For many substances, such as those found in soaps, cosmetics, fragrances, jewelry and plants, it is unclear how a reaction by T cells is triggered. Chemical compounds found in these products were thought to be too small and of the wrong chemical structure to be detected directly by T cells, which are the immune cells that set off ACD.
The researchers, including the co-lead author Annemieke de Jong from Columbia University, wondered if there might be another explanation. The team tested whether CD1a, a molecule found in immune cells that form the outer layer of human skin, could bind directly to allergens found in personal care products and present these molecules to the immune system, triggering a reaction. First author, Sarah Nicolai, MD, a research fellow in Medicine at the Brigham, exposed T cells to material from skin patch testing kits used in allergy clinics and found that T cells responded to certain substances, including balsam of Peru, a tree oil widely used in cosmetics and toothpaste. The team further identified substances within balsam of Peru — benzyl benzoate and benzyl cinnamate — directly responsible for stimulating the T cell response. Investigators also tested similar substances and found a dozen small molecules, including farnesol, that appeared to elicit a response.

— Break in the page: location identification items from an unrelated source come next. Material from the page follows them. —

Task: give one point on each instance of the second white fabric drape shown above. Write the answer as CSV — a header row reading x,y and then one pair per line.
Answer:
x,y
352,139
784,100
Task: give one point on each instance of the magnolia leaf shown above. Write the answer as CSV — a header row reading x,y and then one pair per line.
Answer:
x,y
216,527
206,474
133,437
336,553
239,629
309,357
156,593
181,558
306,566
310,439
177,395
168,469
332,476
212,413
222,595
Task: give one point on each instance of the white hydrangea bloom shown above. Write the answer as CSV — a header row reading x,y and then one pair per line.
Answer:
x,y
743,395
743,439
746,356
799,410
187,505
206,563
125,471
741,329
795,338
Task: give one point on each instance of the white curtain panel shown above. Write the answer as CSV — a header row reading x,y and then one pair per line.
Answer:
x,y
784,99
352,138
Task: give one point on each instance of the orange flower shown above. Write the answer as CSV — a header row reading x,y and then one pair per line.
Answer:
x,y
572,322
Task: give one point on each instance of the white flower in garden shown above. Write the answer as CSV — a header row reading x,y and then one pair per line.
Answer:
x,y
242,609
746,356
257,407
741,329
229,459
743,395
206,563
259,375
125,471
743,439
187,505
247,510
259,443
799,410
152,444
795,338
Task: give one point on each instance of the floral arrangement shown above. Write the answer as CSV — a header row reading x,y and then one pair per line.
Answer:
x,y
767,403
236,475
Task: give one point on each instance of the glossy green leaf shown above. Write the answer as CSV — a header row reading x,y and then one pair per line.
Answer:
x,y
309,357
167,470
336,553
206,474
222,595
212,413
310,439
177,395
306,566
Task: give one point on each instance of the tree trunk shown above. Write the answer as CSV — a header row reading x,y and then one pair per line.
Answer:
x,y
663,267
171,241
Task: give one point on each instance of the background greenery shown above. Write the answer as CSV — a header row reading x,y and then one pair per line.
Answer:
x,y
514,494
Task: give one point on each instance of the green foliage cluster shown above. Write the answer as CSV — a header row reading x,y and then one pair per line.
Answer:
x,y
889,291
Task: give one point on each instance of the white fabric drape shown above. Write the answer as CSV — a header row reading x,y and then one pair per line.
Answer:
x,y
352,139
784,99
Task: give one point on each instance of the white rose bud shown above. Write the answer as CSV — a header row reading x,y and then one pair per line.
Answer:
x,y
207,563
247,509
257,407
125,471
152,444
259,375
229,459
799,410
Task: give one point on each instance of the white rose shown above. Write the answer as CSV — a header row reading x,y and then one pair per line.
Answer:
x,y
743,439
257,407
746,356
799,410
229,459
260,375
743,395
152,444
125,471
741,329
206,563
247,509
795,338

To further understand how these compounds triggered a reaction, investigators at Monash University solved the X-ray crystal structure, revealing that when farnesol forms a complex with CD1a, farnesol kicks out naturally occurring human lipids, making CD1a more visible to T cells and leading to T cell activation.

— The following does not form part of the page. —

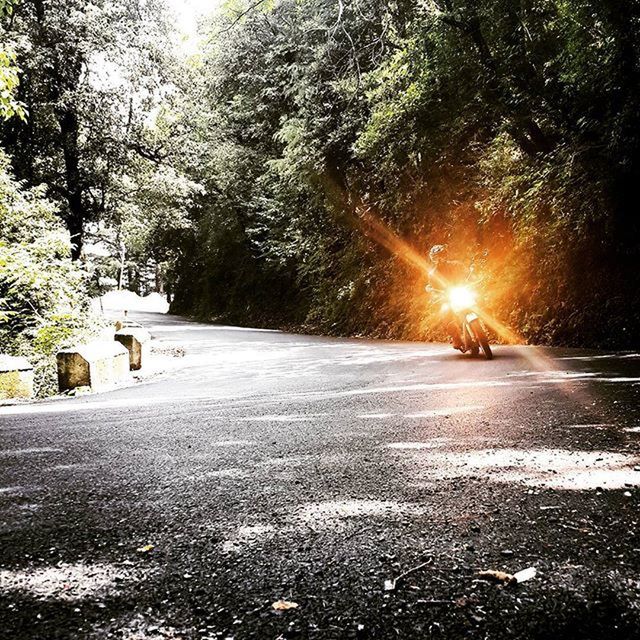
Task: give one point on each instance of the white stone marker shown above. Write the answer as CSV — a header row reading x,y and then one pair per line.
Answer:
x,y
98,365
138,344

The authors note that while their work shows that fragrances found in personal care products can directly initiate a T cell response, further investigation is needed to understand if this causes disease and allergic reactions. To better understand this, they will need to see if patients commonly have T cells that recognize molecules like farnesol. The team is also seeking new molecules that could block the response of CD1a and override the activation of T cells. Work is currently underway to identify promising molecules.
The research was funded by grants from the National Institutes of Health (T32 AI007306, K01 AR068475, R01 AR048632), the National Health and Medical Research Council of Australia (NHMRC), and the Australian Research Council (ARC) (CE140100011); an Irving Scholarship from the Irving Institute for Clinical and Translational Research at Columbia University, and a Wellcome Trust Collaborative Award. Research reported in this publication was performed in the CCTI Flow Cytometry Core, supported in part by the Office of the Director, National Institutes of Health, under award S10OD020056.